Attracted by the Benedictine ideal, Odo became a monk, and later the second abbot, of Cluny. At the beginning of the ninth century, Cluny was the center of an influential movement of Church reform, and Odo, by his example and teaching did much to further this spiritual renewal throughout Europe. His writings reveal how deeply he was influenced by the monastic virtues of contemplation, detachment from this world and longing for the world to come. Odo was particularly devoted to the Eucharist, emphasizing the real and substantial presence of Christ under the species of bread and wine.

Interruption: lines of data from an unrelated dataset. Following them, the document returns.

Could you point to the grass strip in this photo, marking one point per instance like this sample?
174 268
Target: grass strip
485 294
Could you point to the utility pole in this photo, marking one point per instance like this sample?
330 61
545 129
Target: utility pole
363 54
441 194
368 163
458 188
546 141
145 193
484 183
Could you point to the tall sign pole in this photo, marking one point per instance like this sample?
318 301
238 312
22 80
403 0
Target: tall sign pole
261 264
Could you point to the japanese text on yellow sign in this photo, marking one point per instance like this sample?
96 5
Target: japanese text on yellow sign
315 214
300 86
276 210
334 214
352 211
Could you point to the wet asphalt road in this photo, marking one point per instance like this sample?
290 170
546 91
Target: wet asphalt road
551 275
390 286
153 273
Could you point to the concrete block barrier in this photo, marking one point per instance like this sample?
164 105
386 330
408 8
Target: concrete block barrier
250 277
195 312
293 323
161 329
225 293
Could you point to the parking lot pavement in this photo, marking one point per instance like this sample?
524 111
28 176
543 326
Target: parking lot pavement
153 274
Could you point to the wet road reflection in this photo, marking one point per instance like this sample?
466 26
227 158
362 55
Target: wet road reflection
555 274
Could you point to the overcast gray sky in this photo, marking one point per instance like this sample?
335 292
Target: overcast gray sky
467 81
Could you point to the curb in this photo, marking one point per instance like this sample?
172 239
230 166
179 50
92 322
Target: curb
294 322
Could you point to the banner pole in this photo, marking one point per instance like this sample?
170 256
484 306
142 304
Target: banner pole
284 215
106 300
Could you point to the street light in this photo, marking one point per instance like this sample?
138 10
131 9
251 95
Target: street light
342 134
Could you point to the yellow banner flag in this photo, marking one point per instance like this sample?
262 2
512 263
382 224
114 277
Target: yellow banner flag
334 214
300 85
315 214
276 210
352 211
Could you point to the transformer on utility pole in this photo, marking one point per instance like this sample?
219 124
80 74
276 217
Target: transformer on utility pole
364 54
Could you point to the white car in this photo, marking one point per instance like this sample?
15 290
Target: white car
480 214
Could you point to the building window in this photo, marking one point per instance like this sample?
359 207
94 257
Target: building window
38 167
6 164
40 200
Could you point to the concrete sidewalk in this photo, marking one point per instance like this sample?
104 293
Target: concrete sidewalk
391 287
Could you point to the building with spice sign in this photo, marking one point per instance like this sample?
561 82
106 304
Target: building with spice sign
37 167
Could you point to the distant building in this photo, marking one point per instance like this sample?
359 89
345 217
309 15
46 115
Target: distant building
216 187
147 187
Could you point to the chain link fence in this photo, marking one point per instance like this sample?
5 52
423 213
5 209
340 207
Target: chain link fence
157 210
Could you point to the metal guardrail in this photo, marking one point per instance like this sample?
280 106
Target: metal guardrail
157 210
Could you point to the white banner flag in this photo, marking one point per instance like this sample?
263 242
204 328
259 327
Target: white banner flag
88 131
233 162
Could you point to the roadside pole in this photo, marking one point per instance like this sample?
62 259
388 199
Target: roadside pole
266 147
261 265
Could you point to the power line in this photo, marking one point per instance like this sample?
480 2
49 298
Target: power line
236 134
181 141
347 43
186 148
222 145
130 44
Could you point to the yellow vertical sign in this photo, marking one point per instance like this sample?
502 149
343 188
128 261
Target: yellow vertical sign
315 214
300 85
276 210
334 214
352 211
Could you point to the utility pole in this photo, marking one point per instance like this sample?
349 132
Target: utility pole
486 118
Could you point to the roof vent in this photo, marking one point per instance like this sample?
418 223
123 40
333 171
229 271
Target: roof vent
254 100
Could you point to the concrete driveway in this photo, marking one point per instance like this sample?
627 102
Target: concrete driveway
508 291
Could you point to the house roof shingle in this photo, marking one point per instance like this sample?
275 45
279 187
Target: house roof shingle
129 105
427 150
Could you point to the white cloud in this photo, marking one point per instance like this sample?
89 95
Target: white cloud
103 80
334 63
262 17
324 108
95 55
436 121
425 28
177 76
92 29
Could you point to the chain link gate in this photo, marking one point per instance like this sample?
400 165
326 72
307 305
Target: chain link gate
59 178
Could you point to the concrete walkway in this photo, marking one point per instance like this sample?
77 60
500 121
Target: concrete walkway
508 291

This conviction of faith led him to work for the reform of the clergy and to stress the need for a worthy reception of the Sacrament. An authentic spiritual guide for his troubled times, Odo blended the personal austerity of a great reformer with a constant and joyful contemplation of Christ’s infinite mercy.
I offer a warm welcome to the English-speaking visitors present at today’s Audience, including those from England, Scotland, Ireland, Nigeria and the United States. My particular greeting goes to the Servants of the Holy Spirit, as well as the young people from The Holy Study House of Prayer. Upon all of you I invoke God’s blessings of joy and peace!